Archi Hackathon at the LPC@FNAL

The recent Large Language Model Hackathon at the LHC Physics Center (LPC) at Fermilab brought together physicists and computer scientists from across the CMS experiment to hack away at building agents for use in the Collaboration. Ideas are abundant as AI-enabled agents promise to affect all branches of high-energy physics: from accelerating experimental design, to automating experiments, to running agentic workflows for analyses. The challenge ahead is to master these emerging tools, and integrating them in our workflows, while maintaining the high level of rigor we already demand of our work.

The Archi framework has sought to provide a basis for the development of agents at CMS, by implementing an end-to-end modular pipeline for data collection and running of agents, tuned for high-energy physics use-cases.

The Archi repository at https://github.com/archi-physics/archi

The hackathon was maybe the last straw for the A2rchi team to rebrand and get ride of the much disputed ‘2’ in the name, to the leaner “Archi”. Together with the rebranding came a suite of new features: including a fully agentic pipeline, meaning the large-language models can freely interact with tools through a ReAct loop, as well as a cleaner, more interactive UI, and a complete re-write of the backend storage to Postgres. The hackathon saw several new and old deployments of Archi come together to collaborate:

  • CompOps1: an assistant for engineers working in computing operations
  • WisDQM2: an assistant for DQM shifters
  • A heavy-ions-tuned agent for expert analysis support
  • A CRAB3-expert for analysis support

The Computing Operations deployment is already in a prototype-mode for operators at CMS, and a more general release is planned for later in the month. The experience gained from this roll-out has been crucial to understand the opportunities and limitations of agents and our framework, and were often referenced in discussions throughout the hackathon.

Archi demo showed by the computing operations team at CMS during the hackathon

Many ideas came together as hackers discussed current issues and wish-lists, and the Archi-experts learned from physicists and engineers how agents could practically be useful in their day-to-day work. Many, many bugs were fixed in-between espressos, and many new features were developed over the week, including: a new document-uploader, a database UI, live-data tools for Rucio, roles for users, sandboxed code execution, and a more robust CI, which includes benchmarking against previous releases to study how changes in the agent affect the quality of the answers.

The hacking was set to the back-drop of the beautiful Wilson Hall at Fermilab, where we were kindly hosted by the LPC, who were perfect hosts, and showed us around the facilities.

Some of the hackers discussing (top left), at SQMS (top right), and with the Mu2E detector (bottom).
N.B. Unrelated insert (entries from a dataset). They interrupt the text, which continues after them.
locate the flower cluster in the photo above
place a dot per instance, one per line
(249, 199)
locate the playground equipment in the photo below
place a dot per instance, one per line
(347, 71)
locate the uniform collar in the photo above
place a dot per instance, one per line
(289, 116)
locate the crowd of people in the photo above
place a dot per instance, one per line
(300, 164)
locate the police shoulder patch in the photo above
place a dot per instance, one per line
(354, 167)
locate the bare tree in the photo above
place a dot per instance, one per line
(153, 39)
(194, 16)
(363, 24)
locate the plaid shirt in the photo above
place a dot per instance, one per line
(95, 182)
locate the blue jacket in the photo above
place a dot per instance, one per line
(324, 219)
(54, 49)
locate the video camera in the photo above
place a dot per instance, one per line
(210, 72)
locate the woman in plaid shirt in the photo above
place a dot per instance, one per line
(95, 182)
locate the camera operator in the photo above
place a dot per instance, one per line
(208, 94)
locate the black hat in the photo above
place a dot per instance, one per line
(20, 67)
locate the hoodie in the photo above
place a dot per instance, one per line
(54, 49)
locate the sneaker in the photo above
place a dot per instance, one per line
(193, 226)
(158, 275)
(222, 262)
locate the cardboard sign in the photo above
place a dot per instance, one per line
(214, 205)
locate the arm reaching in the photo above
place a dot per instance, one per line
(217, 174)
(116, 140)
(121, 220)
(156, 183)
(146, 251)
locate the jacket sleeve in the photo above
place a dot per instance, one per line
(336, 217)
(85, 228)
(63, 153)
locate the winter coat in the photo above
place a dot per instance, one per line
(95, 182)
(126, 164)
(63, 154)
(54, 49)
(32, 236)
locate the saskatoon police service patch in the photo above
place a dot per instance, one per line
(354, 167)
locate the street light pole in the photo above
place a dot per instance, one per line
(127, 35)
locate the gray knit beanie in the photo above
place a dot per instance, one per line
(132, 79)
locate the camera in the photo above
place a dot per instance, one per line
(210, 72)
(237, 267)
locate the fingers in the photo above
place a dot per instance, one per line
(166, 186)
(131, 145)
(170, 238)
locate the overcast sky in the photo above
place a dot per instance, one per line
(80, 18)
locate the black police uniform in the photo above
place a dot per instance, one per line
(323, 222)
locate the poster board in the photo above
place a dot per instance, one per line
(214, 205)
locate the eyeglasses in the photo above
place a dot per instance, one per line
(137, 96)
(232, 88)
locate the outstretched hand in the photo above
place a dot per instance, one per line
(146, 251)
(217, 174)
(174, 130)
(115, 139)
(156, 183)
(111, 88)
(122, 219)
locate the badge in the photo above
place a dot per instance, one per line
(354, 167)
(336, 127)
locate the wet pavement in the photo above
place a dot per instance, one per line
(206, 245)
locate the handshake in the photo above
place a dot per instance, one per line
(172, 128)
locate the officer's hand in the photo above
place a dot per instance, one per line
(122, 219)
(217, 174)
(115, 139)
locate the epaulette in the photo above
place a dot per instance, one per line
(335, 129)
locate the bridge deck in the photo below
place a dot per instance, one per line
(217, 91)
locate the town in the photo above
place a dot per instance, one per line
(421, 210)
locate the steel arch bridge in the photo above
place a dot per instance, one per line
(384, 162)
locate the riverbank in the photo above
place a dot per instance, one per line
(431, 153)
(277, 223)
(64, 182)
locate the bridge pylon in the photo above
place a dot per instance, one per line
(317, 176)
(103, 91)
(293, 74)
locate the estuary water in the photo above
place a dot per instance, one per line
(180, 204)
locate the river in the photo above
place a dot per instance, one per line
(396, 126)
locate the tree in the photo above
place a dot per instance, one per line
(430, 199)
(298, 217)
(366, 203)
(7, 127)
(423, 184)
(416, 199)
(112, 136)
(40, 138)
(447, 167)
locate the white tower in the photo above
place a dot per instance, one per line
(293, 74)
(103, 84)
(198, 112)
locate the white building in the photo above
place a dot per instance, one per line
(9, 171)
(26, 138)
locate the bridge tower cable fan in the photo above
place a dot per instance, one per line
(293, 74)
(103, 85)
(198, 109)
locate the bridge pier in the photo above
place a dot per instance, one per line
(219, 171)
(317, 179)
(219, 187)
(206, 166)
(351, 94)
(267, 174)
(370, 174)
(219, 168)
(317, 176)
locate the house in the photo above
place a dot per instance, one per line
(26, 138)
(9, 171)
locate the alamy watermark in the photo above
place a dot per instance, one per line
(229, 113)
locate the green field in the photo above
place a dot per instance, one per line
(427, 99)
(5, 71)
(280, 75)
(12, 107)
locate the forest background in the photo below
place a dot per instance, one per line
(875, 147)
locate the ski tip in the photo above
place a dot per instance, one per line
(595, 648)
The hackathon can be concluded a success, as the team met each other in person for the first time, much work was done during the week to improve the framework, and we laid the work ahead for the next couple of months. Much is left to do, as the current framework seeks to expand to integrate better with CMS specific data sources, APIs, and knowledge bases to better serve CMS physicists and engineers.

We look forward to what is coming in the near future from this project, and to meeting again with the team at the next hackathon! Thanks to everyone that came!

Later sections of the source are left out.